Che fare dunque? Leggere, leggere e ancora leggere, perché questo è l’unico antidoto alle bugie che ancora coprono la nostra storia, specie oggi che gli eredi politici di quei movimenti di estrema destra sono al governo con tanta voglia di riscriverla la storia e di regolare certi conti coi pochi che ancora si battono per tenere vivo lo spirito antifascista in questa ancora debole democrazia.
Giornalisti,
magistrati, associazioni delle vittime delle stragi, scrittori,
intellettuali.
Sull’infinito
processo c’è l’accurato libro di Benedetta Tobagi “Piazza
Fontana – il processo impossibile” (Einaudi editore).
Il
libro scritto da Gianni Barbacetto “Piazza
Fontana, il primo atto dell'ultima guerra italiana”:
non si usa a caso questa parola, guerra, la guerra all’area
progressista di questo.
Il libro di Enrico Deaglio, La Bomba, ci spiega dei depistaggi, delle prove sottratte ai magistrati fino al processo che è stato sottratto al giudice naturale a Milano, per spostarlo lontano, a Catanzaro. L’Italia della strategia della tensione, dove i vertici delle Questure e delle Procure erano diretti da funzionari e dirigenti che si erano formati col fascismo.

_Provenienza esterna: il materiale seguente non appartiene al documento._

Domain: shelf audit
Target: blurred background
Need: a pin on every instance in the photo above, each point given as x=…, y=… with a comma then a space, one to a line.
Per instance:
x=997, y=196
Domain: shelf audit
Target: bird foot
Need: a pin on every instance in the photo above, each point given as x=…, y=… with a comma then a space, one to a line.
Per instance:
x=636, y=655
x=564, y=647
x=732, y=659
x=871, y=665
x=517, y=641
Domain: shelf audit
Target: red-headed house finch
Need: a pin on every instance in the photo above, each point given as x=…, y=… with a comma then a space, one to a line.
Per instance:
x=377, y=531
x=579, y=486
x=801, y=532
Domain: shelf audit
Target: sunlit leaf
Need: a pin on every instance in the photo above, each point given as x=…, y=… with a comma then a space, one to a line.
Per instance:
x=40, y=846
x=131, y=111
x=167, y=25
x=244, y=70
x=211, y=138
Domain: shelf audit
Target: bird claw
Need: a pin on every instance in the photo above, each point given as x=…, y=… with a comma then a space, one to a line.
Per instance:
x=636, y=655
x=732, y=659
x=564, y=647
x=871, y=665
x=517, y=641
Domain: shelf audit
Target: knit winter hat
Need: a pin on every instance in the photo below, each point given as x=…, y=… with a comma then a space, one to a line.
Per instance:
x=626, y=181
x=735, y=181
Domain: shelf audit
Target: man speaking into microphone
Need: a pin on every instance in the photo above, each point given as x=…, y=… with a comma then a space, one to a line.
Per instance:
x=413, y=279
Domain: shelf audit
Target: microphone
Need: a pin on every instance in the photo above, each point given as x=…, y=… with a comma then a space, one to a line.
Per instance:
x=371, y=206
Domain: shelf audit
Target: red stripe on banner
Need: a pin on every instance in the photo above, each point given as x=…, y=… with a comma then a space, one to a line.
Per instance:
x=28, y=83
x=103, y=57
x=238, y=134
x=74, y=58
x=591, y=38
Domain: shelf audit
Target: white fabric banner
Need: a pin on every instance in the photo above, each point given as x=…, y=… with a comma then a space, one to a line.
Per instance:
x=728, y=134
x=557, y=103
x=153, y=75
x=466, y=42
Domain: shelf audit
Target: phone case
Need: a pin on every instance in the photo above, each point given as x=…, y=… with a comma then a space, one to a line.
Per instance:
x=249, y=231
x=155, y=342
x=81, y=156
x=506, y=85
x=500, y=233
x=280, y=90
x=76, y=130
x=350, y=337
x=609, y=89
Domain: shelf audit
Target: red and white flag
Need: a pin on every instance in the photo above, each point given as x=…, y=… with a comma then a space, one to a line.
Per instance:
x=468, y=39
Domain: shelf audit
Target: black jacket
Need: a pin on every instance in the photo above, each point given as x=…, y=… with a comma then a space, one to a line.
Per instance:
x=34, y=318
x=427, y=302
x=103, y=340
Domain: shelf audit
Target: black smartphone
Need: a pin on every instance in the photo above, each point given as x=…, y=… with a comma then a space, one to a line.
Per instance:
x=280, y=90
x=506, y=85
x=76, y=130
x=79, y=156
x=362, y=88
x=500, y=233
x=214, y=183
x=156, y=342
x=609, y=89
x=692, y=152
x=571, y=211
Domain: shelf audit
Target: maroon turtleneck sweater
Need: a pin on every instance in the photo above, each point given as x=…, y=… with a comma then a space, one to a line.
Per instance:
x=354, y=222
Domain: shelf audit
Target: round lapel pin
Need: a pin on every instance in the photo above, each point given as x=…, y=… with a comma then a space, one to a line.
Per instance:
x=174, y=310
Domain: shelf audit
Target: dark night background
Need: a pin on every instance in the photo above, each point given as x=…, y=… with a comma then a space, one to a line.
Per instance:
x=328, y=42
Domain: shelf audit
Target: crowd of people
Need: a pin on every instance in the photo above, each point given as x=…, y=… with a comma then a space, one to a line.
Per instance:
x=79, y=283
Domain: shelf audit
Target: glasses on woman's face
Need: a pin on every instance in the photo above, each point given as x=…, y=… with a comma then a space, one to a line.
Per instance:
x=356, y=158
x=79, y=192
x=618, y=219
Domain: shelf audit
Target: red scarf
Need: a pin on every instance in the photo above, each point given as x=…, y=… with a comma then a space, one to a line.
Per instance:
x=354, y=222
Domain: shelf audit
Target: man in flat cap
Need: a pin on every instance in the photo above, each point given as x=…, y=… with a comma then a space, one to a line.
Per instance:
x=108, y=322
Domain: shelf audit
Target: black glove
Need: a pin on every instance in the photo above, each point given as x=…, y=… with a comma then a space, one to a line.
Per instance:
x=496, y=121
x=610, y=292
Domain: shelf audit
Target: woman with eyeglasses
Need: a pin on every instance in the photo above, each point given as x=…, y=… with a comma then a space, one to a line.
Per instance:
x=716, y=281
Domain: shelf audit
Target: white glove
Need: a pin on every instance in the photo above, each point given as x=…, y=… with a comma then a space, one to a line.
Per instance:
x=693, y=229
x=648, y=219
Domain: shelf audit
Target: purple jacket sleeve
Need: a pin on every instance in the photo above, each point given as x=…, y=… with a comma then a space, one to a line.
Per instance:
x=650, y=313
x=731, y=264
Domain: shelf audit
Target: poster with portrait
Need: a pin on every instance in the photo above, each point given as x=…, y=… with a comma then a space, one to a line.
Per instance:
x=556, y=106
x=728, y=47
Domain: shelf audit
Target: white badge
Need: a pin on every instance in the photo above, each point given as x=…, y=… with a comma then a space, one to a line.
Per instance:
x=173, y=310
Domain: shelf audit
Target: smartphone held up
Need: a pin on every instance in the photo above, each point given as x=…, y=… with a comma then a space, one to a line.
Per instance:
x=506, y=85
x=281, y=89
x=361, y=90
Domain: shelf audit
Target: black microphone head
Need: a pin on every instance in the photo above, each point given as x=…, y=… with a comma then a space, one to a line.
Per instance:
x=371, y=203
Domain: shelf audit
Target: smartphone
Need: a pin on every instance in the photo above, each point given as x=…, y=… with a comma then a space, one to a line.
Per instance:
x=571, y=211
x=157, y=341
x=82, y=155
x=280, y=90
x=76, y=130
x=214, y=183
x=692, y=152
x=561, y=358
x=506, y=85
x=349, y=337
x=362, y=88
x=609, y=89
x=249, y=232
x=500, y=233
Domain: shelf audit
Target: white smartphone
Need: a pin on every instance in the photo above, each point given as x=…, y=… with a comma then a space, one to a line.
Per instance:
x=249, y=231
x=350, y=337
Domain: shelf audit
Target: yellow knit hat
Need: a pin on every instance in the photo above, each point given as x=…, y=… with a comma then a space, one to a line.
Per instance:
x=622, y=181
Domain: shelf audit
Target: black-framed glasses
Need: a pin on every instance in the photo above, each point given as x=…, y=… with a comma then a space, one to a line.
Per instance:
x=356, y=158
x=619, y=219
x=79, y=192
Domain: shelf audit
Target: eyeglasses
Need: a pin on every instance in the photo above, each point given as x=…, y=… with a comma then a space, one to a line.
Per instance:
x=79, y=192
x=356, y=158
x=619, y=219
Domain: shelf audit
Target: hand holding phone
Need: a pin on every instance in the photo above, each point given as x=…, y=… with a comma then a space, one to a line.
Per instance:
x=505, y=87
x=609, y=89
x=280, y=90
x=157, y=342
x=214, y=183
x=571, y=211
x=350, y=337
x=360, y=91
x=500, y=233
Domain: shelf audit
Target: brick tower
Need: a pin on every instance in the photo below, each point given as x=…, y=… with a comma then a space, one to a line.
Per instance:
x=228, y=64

Il libro di Mirco Dondi, 12 dicembre 1969 invece cerca di raccontarci il contesto di quegli anni, il contesto in cui è nata la strage, gli interessi oltre atlantico, i grandi gruppi industriali in Italia.. non c’era solo la manovalanza nera con le sua ambizioni da colpo di stato.
Infine il saggio scritto da Andrea Sceresini , Nicola Palma , Maria elena Scandaliato: Piazza Fontana, noi sapevamo: nel libro a parlare è il generale Maletti che ammette, candidamente, i servizi sapevano. Ma non hanno voluto o potuto fermare la strage.
L’elenco delle vittime della strage:
Giovanni Arnoldi (42)
Giulio China (57)
Eugenio Corsini (71)
Pietro Dendena (45)
Carlo Gaiani (56)
Calogero Galatioto (71)
Carlo Garavaglia (67)
Paolo Gerli (77)
Luigi Meloni (57)
Vittorio Mocchi (33)
Gerolamo Papetti (79)
Mario Pasi (50)
Carlo Perego (74)
Oreste Sangalli (49)
Angelo Scaglia (61)
Carlo Silva (71)
Attilio Valè (52)
E, infine, la diciassettesima vittima, Giuseppe Pinelli (41). Morto innocente mentre era nelle mani dello Stato.